Business Community Opposed to Sycamore St. Speed Reduction

Shawn Ward of the Sycamore Street Community Association told the township Board of Supervisors that lower speeds would deter people from coming through town.


Newtown’s advisory traffic committee is recommending a reduction in speed on Sycamore Street, but the business community is pushing back.

During Monday’s work session meeting of the Newtown Township Board of Supervisors, traffic committee member Tim Szwedo made the case to reduce the speed from 35 miles per hour to 25 miles per hour on some sections of Sycamore Street.

According to Szwedo, the last time the speed limit was surveyed by police was in 2005, when improvements were made to the street, including sidewalks, on-street parking and lighting. 

“Since then, businesses have come along and things have changed,” Szwedo said.

Szwedo said the traffic committee believes the corridor would benefit from a lower speed limit between the Goodnoe’s Corner shopping center and

“There are a lot of people who won’t walk around Sycamore Street because of the speed,” Szwedo said. “People are scared to cross.”

But Szwedo’s presentation didn’t sway Shawn Ward of the Sycamore Street Community Association, which represents businesses along the street.

Ward said the Sycamore Street business community is opposed to a speed limit reduction.

“We truly believe that a reduction of the speed limit will result in traffic going around town and not through it,” Ward said.  “If the businesses are out of sight, they’re less likely to be patronized.”

Ward acknowledged pedestrian safety should be improved on Sycamore Street but said he didn’t believe the solution was lower vehicular speed. “It’s an enforcement issue.
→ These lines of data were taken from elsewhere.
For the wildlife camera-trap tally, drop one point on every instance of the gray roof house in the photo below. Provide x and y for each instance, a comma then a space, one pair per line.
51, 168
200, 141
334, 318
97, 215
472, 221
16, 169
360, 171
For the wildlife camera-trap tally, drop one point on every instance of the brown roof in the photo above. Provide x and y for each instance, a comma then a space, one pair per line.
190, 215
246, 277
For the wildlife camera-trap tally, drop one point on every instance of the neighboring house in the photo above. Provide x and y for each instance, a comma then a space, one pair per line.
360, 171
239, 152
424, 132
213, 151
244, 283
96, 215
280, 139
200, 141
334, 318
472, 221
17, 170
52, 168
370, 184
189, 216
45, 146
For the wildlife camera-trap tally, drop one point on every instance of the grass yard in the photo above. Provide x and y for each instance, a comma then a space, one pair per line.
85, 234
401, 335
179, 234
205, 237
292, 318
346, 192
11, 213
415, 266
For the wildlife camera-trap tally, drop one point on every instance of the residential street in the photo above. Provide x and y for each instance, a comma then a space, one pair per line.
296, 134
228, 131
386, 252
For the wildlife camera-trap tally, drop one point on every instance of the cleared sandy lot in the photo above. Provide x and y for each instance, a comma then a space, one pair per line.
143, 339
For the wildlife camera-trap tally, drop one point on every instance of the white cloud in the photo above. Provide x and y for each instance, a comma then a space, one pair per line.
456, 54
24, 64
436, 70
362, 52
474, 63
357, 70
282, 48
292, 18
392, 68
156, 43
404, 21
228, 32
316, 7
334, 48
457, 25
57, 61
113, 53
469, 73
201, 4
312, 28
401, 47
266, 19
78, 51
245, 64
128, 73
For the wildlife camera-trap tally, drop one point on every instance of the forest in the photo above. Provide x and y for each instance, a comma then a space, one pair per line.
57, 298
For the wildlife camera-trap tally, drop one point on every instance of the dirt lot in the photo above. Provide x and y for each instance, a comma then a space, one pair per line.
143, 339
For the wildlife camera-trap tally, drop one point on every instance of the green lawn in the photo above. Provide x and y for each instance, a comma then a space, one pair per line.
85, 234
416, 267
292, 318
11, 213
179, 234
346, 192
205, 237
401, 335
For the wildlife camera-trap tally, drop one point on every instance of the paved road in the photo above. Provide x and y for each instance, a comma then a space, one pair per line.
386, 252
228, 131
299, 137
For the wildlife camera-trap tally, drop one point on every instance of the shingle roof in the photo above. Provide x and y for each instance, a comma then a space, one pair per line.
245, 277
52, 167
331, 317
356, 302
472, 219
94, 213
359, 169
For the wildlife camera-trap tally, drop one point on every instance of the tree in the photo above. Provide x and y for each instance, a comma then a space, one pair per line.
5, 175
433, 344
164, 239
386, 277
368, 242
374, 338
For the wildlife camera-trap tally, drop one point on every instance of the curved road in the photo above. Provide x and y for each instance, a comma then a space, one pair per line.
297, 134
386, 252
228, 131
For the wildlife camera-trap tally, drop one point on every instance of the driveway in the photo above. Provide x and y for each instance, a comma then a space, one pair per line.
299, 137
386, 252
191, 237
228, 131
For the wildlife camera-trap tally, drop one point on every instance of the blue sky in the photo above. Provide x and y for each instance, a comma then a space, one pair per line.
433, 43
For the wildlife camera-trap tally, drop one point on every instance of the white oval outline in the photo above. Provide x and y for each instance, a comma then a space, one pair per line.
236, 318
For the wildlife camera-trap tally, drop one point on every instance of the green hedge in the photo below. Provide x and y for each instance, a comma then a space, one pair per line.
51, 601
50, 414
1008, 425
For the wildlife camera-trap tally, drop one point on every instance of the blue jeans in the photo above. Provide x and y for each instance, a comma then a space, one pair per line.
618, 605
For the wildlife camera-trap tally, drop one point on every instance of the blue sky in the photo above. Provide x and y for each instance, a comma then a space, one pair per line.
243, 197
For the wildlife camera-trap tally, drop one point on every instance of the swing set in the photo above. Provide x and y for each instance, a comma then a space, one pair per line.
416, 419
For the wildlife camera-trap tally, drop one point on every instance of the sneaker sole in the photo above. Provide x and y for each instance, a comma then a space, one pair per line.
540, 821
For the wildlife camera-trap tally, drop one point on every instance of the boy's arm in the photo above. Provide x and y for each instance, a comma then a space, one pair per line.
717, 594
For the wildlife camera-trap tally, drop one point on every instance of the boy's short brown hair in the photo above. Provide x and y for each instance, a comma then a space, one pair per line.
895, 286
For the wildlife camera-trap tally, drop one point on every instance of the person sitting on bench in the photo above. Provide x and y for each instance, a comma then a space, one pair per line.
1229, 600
It’s the people that are driving over 35 that are causing the problems.”

Szwedo said the Sycamore Street Community Association’s position was in opposition to conventional thought.  “Most business districts want lower speed limits,” he said, adding slower speeds improve safety and allow drivers to notice shops and restaurants.

The supervisors decided to pursue a few options to address the issue.  Police Chief Rick Pasqualini was directed to explore the benefits of restricting right turns on red at the traffic signal on Durham Road and Sycamore Street. Plus, police will assess whether a reduction in speed from Linton Hill Road to Goodnoe’s Corner would aid the problem.

Judy Norkin, who is also on the advisory traffic committee, lives in Cliveden Estates, which is within walking distance to Sycamore Street.

“Over the years it has gotten so difficult and really unsafe (to walk into town). It really defeats the purpose of living close to town. It’s very frustrating,” she said.

Coco's Mom April 17, 2012 at 02:47 PM
It's fine as it is. It just needs to be enforced. Same with Swamp Rd between Tyler Park entrance and Bucks County Community College. Simple enforcement would make everything safer for all and bring in revenue from the tickets issued. People drive there like it's Nascar.
Nick April 17, 2012 at 03:45 PM
Ward's comments don't make any sense. I have never heard anyone suggest they were not going someplace because the speed limit was to low. It just doesn't make any sense. We need leadership with a bit of intelligence.
Joe Olson April 17, 2012 at 04:32 PM
I would like to see the data that supports the idea that lower speed limits are bad for local business. It sounds more like an opinon rather than something suported by facts. Safety has to come first.
the REAL VOICE April 18, 2012 at 05:12 AM
I want to Know, when you guys that want lower speed limits, opened your business on Sycamore street. Leave the speed limit alone.
Run the Gauntlet April 19, 2012 at 08:27 PM
Trying to cross Sycamore avenue anywhere between the Bypass and Linton Hill Rd is like running the Gaunlet. Then just try it with little kids and while pushing a stroller. Speed limits in PA are bizarre. Its a significant pedestrian area. Most places have 25 MPH zones where pedestrians are present. If it were 25 perhaps there would be more pedestrians (=more potential customers to patronize local businesses). And Olson is right, where is the data that shows lowering speed limites is bad for business?